Growing up, I always had change in my pocket, a candy bar in the afternoon after school, and a high score in Pac-Man was just one quarter away.  So why then, with a great dad, almost perfect in every way, did I feel disconnected from him growing up?  How does this happen?  What did I do?  I knew that I was loved and cared for, that was not an issue.  The answer to those internal questions would come in a place called Normandy.

As the touring van cam to a quick stop, one of the most meaningful conversations with my dad stared with these words, “Dad, are you ok?”  From that gateway question came expressions I had never heard before, a side of my dad perhaps hidden from my perception.  It was a new experience.  The man who I idolized and always saw as strong became vulnerable and honest.

I could still hear his voice saying, “You are my son”, even when he no longer had a clue who I was.
— Janton R. Barrineau

It’s indeed strange how seeing a place will bring back vivid images and emotions.  It caused him to reflect on his entire life’s effort.  As he overlooked the countryside, he also surveyed his own heart.  Unlike some of his buddies, he lived his life fully.  Now in the final recount, he honestly had few regrets, except one.  “I’m sorry” he said.  Somehow in those two words I understood.  We were both honest.  He spoke about his absence in my life while busy doing the “right things” and I revealed to him my rebellion as a son.  We talked.  We walked.  We laughed. We cried.  We hugged.  I rediscovered my dad.  Most of all, we connected.

I had no way of knowing at that moment in less than a year, Dad would leave.  This time not by his choice or circumstance, but rather by a cruel disease that robbed him of almost every memory he had, both good and bad.  Those few short months were like gold.  In the almost eight years that followed, I leaned on those conversations in Normandy…still do.  I could still hear his voice saying, “You are my son”, even when he no longer had a clue who I was.
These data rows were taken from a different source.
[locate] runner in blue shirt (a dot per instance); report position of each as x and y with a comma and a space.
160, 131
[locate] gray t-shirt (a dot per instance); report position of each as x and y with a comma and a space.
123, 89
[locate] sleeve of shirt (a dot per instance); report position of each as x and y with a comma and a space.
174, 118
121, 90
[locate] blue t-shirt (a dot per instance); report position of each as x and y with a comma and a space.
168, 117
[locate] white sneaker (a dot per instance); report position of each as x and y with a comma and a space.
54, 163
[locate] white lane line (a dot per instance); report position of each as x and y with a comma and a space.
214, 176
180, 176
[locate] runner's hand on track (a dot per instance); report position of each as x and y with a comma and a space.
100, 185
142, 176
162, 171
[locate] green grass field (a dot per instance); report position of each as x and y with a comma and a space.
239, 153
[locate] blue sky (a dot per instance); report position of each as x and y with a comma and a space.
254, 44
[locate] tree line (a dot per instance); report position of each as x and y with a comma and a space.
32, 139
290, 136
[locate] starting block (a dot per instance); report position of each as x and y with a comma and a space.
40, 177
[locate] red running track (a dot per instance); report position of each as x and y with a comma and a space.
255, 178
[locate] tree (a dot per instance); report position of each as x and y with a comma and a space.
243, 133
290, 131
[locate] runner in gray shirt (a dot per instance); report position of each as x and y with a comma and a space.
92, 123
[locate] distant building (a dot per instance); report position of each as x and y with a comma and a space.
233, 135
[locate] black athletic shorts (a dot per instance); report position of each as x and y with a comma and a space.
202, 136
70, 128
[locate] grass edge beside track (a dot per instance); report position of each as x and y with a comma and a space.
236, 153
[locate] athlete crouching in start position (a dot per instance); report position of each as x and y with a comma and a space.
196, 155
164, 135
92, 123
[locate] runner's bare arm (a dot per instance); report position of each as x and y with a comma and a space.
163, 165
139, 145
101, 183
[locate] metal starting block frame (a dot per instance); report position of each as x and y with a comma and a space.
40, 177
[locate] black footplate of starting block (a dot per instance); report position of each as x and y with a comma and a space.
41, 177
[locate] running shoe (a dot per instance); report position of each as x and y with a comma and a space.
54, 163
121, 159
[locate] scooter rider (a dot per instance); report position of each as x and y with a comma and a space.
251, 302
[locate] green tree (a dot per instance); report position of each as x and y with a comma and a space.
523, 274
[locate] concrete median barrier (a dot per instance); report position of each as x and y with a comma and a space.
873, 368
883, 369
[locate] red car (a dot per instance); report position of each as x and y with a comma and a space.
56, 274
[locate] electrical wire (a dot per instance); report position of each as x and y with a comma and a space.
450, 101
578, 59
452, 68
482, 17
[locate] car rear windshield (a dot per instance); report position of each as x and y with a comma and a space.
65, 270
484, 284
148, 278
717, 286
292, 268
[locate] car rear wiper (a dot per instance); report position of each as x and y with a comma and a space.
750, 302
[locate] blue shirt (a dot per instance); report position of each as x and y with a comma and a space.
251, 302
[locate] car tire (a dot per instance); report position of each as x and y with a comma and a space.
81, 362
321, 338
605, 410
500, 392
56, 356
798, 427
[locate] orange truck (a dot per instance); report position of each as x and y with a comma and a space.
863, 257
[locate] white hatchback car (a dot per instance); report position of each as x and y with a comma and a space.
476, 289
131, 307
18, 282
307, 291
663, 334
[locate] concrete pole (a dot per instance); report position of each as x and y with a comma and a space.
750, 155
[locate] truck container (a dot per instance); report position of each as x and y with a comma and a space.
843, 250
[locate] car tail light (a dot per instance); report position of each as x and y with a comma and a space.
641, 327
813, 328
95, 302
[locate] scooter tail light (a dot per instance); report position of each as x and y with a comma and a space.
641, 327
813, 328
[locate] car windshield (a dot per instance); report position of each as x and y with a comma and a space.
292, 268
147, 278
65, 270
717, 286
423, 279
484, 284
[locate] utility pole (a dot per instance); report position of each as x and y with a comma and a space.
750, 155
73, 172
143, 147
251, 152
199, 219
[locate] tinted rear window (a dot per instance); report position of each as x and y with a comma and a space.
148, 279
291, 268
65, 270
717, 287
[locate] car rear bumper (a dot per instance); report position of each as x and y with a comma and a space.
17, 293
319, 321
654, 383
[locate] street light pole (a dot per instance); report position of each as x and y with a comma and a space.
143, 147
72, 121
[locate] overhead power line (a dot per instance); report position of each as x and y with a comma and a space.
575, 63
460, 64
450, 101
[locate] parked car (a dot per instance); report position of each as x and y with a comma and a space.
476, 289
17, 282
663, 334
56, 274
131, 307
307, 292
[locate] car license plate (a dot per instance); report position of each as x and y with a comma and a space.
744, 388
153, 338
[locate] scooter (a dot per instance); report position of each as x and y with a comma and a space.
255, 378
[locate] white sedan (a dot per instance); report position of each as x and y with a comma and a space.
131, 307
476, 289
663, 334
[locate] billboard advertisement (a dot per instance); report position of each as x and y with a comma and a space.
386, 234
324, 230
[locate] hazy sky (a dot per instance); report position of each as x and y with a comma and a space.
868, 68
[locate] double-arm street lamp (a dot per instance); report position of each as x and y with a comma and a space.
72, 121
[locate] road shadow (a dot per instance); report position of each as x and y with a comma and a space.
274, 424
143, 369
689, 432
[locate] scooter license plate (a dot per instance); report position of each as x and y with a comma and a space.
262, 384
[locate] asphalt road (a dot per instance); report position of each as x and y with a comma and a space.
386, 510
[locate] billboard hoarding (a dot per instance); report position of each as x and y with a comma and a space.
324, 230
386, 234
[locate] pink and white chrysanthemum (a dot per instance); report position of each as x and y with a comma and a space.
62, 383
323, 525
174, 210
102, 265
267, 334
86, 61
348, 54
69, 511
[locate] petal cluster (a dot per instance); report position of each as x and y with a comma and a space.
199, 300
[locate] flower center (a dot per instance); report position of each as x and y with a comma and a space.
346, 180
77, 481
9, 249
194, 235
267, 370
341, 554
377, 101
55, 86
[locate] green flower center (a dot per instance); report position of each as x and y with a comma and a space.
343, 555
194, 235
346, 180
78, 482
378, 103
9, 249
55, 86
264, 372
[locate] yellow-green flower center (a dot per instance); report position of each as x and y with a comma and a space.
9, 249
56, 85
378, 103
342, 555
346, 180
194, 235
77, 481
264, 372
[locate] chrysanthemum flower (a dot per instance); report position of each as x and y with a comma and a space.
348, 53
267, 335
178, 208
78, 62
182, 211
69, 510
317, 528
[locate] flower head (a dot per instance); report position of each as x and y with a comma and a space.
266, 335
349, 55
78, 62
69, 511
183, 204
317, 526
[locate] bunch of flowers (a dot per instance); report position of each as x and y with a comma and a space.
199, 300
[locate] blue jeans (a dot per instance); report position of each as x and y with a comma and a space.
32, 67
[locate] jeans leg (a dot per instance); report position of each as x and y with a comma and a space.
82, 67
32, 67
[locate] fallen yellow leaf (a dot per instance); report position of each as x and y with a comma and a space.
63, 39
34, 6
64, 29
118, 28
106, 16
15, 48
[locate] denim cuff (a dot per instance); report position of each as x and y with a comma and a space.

In the last book of the Old Testament, Malachi writes that, “He will turn the hearts of the parents to their children, and the hearts of the children to their parents.”  Simply put, the verse speaks of God’s desire to reconcile the generations.  To redo what was undone.  God’s heart is not only for us to connect with Him, but to each other, as well.

Because of this personal life changing experience, I now lead tours back to Normandy every year.  It’s my small attempt to give people a similar experience of what was given to me.  Some go simply because they love history.  Others take the journey to honor a family member or ancestor who served in that great conflict.  All go to make a connection.  Some come back changed.

This week the world’s eyes will once again look to Normandy, because of its historical relevance.  But to the readers of this article, I offer a different perspective - from one who has walked on its beaches.  If you find yourself searching to re-connect with a loved one, whose relationship is estranged or lost, LOOK FOR A NORMANDY - YOUR NORMANDY.  Find the “place” where you can be real, or at the very least, begin again.  Not just a physical, geographical, or historical place, but a place where it’s safe for connection to happen.  A place where honesty is welcome and real love lives.  When you find that place, you will more than likely rediscover more than just the person you love.